10 minute read

In the Scrypted home video platform, Python is one of the scripting languages used for implementing Scrypted plugins, predominantly used by plugins that provide motion detection, object detection, and other AI inference services (a byproduct of the heavily reliance on Python in existing machine learning communities). As such an ubiquitous language, Python has interpreters available for nearly every conceivable operating system and hardware architecture, though these distributions can vary in Python version, Python implementation (e.g. CPython vs PyPy), installation method, compatibility with Scrypted plugins, or even permissions required to install on the host. Being able to easily bundle a vetted Python distribution with a Scrypted installation would reduce the amount of variability that this critical dependency has on the platform.

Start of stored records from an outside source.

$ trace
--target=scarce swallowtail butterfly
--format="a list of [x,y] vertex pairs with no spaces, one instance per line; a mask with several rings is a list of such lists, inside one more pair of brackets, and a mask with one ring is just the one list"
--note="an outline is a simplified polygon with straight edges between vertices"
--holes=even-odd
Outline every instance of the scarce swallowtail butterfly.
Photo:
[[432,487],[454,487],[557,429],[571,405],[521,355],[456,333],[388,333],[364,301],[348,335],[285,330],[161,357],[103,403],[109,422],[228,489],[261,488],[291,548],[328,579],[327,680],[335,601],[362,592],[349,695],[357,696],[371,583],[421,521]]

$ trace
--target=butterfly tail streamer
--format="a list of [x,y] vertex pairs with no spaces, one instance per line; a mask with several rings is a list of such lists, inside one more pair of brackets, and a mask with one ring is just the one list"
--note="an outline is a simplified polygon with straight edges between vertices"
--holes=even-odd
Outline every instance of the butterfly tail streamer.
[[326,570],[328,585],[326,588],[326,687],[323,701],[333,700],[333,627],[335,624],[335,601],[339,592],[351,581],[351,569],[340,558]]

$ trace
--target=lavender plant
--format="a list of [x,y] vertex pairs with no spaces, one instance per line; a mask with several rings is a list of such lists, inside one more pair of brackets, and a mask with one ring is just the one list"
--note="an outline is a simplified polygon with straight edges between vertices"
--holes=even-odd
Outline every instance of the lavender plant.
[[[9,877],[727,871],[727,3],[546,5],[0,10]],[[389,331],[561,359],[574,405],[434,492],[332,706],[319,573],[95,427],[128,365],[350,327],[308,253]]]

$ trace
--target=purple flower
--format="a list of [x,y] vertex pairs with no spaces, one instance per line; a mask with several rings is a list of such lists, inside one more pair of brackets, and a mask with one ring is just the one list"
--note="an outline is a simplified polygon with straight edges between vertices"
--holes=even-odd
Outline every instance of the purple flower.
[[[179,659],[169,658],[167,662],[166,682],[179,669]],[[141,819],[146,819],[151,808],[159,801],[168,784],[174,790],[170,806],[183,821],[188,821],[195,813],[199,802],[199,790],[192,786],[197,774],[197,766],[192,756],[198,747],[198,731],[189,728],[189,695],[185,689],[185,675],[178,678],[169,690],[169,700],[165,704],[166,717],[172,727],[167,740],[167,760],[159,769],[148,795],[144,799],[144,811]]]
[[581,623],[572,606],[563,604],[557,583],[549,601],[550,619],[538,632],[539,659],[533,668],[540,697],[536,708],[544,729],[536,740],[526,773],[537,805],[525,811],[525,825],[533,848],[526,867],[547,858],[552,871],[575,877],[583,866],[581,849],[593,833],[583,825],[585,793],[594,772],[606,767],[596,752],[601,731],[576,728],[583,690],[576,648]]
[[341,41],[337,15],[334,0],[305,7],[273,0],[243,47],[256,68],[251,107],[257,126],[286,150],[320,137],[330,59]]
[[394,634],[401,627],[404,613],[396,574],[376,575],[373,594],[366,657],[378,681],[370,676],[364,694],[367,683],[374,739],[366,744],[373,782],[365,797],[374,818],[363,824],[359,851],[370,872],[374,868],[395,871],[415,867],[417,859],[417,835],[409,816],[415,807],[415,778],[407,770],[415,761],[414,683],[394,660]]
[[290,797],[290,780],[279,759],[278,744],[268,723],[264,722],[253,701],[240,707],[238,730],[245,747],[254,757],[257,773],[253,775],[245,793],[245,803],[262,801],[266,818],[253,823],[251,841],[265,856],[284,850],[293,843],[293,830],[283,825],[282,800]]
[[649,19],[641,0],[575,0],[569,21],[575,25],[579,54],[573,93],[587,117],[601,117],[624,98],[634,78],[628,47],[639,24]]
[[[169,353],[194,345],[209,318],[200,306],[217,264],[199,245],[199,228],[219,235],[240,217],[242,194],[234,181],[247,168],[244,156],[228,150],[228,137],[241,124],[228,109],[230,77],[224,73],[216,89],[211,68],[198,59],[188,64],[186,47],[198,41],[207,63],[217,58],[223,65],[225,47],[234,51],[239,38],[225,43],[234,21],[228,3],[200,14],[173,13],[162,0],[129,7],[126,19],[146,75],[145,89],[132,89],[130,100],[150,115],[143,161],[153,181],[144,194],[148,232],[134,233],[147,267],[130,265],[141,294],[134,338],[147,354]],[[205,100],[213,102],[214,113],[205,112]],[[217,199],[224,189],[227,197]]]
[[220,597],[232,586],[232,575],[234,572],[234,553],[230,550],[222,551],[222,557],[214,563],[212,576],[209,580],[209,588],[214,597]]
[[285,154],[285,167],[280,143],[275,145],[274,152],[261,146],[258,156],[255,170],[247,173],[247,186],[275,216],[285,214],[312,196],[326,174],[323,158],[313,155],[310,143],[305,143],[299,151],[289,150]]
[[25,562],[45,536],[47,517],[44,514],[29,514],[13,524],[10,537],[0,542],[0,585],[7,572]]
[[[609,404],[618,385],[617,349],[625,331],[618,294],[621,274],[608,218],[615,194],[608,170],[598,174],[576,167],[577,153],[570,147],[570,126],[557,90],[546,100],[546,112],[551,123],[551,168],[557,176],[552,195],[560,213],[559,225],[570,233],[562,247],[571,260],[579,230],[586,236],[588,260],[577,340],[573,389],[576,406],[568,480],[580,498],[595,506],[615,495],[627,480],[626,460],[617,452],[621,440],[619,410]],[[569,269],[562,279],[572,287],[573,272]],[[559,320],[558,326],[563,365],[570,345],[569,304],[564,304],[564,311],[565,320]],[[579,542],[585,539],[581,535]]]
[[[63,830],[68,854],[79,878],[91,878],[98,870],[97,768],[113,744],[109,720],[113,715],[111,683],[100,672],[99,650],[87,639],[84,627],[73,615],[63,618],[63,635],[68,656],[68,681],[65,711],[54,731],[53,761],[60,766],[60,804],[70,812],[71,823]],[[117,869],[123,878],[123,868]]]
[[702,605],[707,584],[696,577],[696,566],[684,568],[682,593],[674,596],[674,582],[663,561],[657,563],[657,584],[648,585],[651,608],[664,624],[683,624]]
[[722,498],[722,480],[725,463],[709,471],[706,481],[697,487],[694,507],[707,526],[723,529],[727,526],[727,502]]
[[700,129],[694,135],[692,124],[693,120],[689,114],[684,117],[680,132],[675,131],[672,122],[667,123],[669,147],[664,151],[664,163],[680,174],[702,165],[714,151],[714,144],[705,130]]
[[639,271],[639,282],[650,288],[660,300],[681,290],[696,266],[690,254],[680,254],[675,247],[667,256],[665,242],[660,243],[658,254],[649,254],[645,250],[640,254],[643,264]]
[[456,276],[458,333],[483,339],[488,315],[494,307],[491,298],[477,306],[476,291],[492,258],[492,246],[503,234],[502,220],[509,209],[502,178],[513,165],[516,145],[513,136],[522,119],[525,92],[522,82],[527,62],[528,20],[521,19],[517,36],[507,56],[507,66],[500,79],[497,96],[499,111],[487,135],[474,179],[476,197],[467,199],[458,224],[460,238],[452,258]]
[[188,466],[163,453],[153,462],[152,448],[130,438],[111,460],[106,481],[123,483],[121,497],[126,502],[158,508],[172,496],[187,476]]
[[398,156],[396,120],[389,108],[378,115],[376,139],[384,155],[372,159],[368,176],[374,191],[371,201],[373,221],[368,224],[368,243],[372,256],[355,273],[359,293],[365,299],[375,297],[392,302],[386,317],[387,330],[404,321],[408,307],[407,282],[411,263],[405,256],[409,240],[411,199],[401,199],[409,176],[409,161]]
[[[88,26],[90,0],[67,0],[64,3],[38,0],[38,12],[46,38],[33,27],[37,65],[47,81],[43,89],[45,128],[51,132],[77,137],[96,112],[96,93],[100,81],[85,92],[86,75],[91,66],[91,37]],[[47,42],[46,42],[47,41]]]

Enter portable-python. This project is my attempt at configuring and packaging a distribution of CPython for Linux, Windows, and MacOS, across different architectures, that fulfills the needs of Scrypted’s growing set of Python plugins while still being suitable for general-purpose use. CPython was chosen as it is the one used by existing Scrypted plugins. The rest of this blog documents my experiences with building this portable distribution, as well as the technical challenges and design choices made to address them. This is by no means a testament into the most “correct” or “superior” method of achieving this goal - if there are better ways, please let me know by raising an issue in the repo.

Evaluating static linking

Since Scrypted is primarily a nodejs program, I was initially inspired by the ffmpeg-static project’s method of using an npm install hook and dynamically detecting, at install time, the target OS and architecture so the correct ffmpeg build can be selected and downloaded. A statically linked ffmpeg makes this straightforward to do, since a static binary removes any dependency on the host’s shared libraries and, more importantly, makes the binary relocatable. In other words, the ffmpeg binary can be installed to anywhere on the filesystem, and it will still function properly. This is important for an installer like ffmpeg-static to work - a nodejs package could exist anywhere on the filesystem, and could be installed by an unprivileged user account, so the included ffmpeg must not depend on hardcoded file paths or require installing anything into privileged system paths such as /usr. (Technically, static linking is not enough to solve the problem for more complex applications - more on that in a later section.)

It seems natural, therefore, to consider building a statically linked CPython interpreter. To do this, I chose to use python-cmake-buildsystem, leveraging its simple configuration options to build all standard Python extensions and link dependencies statically on Linux, Windows, and MacOS. While it was easy to get static CPython built with this buildsystem, a significant downside is that statically linking libc on Linux renders dlopen error-prone and no longer portable. dlopen is an important dynamic loader function used by the Python ctypes module as well as any Python modules with native extensions, so ensuring it works properly is important. Therefore, for portable-python, static linking is no longer a suitable approach - a dynamically linked executable is required.

Loading shared libraries

Binary executable files are stored on disk in certain standardized formats, which grant the operating system a way to determine how the executable is laid out in memory and how it should be executed. Executables are in ELF format on Linux, Mach-O on MacOS, and PE on Windows.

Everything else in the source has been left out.